R is having a no-life crisis—he is a zombie. He has no memories, no identity, and no pulse, but he is a little different from his fellow Dead. He may occasionally eat people, but he’d rather be riding abandoned airport escalators, listening to Sinatra in the cozy 747 he calls home, or collecting souvenirs from the ruins of civilization.
And then he meets a girl.
First as his captive, then his reluctant guest, Julie is a blast of living color in R’s gray landscape, and something inside him begins to bloom. He doesn’t want to eat this girl—although she looks delicious—he wants to protect her. But their unlikely bond will cause ripples they can’t imagine, and their hopeless world won’t change without a fight.
This is not a young adult novel.
I mean, it is about a young adultish human and zombie who fall in love and set about to change the world with love.
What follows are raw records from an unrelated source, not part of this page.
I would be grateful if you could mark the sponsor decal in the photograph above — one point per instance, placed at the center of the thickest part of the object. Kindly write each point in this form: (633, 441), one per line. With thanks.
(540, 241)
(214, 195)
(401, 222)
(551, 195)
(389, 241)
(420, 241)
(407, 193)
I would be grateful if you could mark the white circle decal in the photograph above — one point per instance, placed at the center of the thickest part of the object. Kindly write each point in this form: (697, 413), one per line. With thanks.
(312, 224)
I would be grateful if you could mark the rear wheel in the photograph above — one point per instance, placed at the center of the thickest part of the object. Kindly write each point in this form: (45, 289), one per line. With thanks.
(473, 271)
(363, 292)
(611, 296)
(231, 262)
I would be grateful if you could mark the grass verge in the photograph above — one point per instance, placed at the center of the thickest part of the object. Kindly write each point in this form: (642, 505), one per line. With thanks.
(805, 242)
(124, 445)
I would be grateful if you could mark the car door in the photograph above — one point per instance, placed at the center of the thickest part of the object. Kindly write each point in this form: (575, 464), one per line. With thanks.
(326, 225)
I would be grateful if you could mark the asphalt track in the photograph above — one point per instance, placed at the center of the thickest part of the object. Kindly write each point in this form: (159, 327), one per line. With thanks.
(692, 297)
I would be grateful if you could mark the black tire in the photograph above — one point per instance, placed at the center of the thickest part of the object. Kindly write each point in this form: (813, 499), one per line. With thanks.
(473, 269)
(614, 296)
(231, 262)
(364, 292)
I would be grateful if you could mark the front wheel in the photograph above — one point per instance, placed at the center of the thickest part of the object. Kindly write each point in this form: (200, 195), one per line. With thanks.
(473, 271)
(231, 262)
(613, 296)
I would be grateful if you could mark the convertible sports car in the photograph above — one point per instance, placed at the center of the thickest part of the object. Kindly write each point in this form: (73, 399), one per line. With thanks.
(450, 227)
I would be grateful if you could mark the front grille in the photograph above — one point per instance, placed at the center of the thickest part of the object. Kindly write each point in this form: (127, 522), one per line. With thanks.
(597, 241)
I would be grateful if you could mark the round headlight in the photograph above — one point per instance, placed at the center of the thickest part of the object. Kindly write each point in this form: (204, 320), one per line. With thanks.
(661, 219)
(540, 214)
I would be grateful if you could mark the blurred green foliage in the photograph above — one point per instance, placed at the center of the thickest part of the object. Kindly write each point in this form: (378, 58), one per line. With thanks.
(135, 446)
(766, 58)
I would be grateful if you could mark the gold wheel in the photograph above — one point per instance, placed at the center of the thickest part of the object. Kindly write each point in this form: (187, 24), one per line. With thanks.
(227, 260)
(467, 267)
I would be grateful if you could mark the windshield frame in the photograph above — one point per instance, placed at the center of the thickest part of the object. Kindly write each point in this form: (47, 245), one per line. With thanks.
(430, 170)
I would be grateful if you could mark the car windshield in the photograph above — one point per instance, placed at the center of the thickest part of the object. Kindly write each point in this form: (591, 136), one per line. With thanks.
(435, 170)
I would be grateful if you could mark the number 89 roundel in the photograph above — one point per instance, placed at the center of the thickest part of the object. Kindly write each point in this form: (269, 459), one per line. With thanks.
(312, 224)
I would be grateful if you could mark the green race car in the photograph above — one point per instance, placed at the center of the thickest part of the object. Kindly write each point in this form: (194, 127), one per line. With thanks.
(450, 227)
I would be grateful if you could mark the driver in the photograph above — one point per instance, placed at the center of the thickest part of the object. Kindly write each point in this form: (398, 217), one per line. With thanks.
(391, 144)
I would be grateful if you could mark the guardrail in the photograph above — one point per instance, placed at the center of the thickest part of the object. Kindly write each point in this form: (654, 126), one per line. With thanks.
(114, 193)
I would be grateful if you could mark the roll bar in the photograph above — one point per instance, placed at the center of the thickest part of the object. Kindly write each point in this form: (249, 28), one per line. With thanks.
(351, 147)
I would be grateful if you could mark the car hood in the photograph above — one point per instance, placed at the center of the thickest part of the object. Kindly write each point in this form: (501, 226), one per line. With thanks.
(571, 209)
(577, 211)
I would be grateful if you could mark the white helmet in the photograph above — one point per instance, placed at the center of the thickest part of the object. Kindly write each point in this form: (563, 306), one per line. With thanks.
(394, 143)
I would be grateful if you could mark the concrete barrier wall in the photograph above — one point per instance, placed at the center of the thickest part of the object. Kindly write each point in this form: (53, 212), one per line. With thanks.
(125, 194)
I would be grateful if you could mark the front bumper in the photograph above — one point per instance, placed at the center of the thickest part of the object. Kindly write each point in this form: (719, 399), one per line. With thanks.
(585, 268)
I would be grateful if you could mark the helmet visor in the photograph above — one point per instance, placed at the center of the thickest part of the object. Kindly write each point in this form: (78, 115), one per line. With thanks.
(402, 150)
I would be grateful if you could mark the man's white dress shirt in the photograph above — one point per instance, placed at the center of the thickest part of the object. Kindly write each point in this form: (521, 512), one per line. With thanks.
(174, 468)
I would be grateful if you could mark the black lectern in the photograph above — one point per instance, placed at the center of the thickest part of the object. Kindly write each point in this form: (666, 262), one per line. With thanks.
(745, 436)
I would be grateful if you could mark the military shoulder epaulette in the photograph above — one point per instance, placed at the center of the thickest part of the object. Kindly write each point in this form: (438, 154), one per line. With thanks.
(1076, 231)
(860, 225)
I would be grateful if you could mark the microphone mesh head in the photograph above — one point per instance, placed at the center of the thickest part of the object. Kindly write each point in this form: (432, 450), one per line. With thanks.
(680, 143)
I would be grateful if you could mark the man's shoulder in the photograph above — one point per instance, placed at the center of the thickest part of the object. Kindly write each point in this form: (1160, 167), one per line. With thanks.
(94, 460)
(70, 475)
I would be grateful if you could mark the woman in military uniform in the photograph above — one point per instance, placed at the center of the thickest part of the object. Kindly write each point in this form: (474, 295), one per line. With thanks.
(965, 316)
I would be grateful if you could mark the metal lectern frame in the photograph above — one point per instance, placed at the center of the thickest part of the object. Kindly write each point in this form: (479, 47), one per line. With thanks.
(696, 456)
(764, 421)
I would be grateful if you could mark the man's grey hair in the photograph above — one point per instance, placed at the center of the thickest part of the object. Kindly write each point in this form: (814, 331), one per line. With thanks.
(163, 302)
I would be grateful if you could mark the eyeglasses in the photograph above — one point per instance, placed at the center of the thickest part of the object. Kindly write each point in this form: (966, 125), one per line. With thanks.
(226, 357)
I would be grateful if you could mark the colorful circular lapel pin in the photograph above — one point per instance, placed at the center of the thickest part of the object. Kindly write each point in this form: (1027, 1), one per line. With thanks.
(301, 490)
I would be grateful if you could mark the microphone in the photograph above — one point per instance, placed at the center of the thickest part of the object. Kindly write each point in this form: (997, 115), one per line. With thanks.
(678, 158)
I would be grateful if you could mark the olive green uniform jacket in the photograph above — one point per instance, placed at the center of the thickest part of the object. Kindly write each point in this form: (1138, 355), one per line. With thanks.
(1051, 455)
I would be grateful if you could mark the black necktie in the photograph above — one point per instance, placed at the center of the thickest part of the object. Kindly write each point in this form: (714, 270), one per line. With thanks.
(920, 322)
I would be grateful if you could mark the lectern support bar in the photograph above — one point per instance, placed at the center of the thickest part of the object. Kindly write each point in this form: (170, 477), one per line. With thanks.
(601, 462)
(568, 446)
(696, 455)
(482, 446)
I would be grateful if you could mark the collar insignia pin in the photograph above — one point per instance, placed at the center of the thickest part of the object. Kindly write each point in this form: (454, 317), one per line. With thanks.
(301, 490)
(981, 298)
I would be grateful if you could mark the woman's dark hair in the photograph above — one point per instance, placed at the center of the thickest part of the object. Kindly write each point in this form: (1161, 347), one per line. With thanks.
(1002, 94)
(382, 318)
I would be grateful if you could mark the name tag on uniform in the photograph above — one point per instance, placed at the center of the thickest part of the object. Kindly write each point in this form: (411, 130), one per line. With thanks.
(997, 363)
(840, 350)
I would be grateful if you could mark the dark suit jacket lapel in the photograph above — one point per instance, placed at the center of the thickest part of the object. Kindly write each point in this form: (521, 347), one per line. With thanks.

But this is not a young adult novel.
It has themes of young love and disaffected youth and hopeful new beginnings but this is not a young adult novel, people!
Regardless of what it is, it’s a pretty good novel, but I have a confession. This is going to translate in people’s minds as me being simplistic and unable to handle the deeper, more complicated themes of this book – but I don’t care.
I liked the movie better.
Major fans of the book are going to virulently disagree with me – but I thought it actually managed to streamline the story highly effectively, keeping the spirit of the novel without deviating from anything important. In fact, the way it restructured some events, I actually thought, created a more emotional impact.
But the book itself is still pretty good, though I wonder at some of the weird turns it takes. Like zombie sex. Lots of zombie sex. Nice to know that even zombie women experience objectification. Comforting. Guess some things never change. Objectification and unsatisfying sex straight into the un-life.
R is adorkable, and if I never have to type the word again, it will be too soon. But he is. In the midst of his mid-death crisis with an unfulfilling zombie-marriage and two little tykes to drag him down, life seems empty and unfulfilling. R wants to be alive again. He even gets a sports car and kidnaps a young girlfriend. Luckily, unlike reality, this is fantasy so it’s all okay. As opposed to the time I kidnapped my own young girlfriend and got a sports car. That turned out to be a big mistake.
I love Julie. I mean, she’s a total idiot, a dreamer and so far removed from reality that it might as well be the third nipple she never had. But she was a wonderful character nonetheless, who I completely adored. I adored everyone, almost as much as I adored the writing. Which was pretty evocative, raw, kind of gross – but in a good way.
The only thing I struggled with in this book was that I felt the pacing and overall narrative flow of the movie made so much more sense and was a lot tighter, stronger and more powerful. Otherwise, if you like zombies, existential crises, stories of young people improbably overcoming impossible circumstances and weird zombie sex, then this is the book for you!
Just don’t call it a young adult novel, okay?